A few years ago Leslie acquired some strange little plants which get their nourishment by eating insects. She purchased these from a vendor at a local plant show. I was skeptical about them at first until I noticed that the number of flying insects in our yard had decreased noticeably.
The vendor is Don Elkins and he calls his company Mesa Exotics. Last weekend we visited his greenhouse in Arroyo Grande, near San Luis Obispo. While Don and Leslie talked exitedly about the care and feeding of these little meateaters, I amused myself by snapping a lot of pictures.
(Click on any picture for an enlargement. Hover over them for a bit of description)
Leslie was kind of like a kid in a candy shop. We returned with a car full of bits of unusual and unfamiliar vegetation, all of it designed to make an insect's life a short one.
Outside, next to empty farmland, was a field of pitcher plants. These plants have a long tube into which unsuspecting insects are attracted by some sort of smell. Once inside, the little fly can't escape and it gets digested. How does that work exactly? I haven't a clue.
Leslie refers to carnivorous plants as CPs. CPs come with a wide range of techniques for snaring their prey.

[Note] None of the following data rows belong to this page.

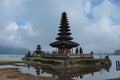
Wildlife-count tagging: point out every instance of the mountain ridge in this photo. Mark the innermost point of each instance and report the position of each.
(12, 50)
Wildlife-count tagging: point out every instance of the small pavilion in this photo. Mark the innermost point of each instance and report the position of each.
(64, 42)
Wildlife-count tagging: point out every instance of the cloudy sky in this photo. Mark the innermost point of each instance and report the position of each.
(95, 24)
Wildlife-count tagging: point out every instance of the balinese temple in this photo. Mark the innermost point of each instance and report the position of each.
(64, 42)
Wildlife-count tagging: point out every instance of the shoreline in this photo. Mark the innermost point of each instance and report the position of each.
(15, 74)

Here are some examples beginning with a Pygmy Sundew.
I thought the little droplets on this plant were actually water. I was informed that it is slime made by the plant. Somehow this attracts small insects.
This plant is called a Butterwort. The leaves are very smooth to the touch because they're covered with tiny, slimy hairs which trap small insects. This particular plant has been dining well lately.
The next two are from the genus Nepenthes. These produce colorful pitchers suspended on long elegant vines. The first picture shows a living pitcher, the second shows one which has died.
This is an extreme closeup of the flower of a Bladderwort. The flower is very tiny. It's called the Angry Bunny.
The most famous CP is the Venus Fly Trap. Don had a lot of them in his greenhouse but I didn't snap any decent pictures of them. Here's one of Leslie's plants which had captured a large scrumptious moth that couldn't get away quite fast enough.
Leslie had clearly found a kindred spirit in meeting Don. They both have considerable enthusiasm and excitement for these curious species. We'd like to thank him profusely for sharing his time and expertise and passion for these little carnivores. Also, thanks for the cool plants.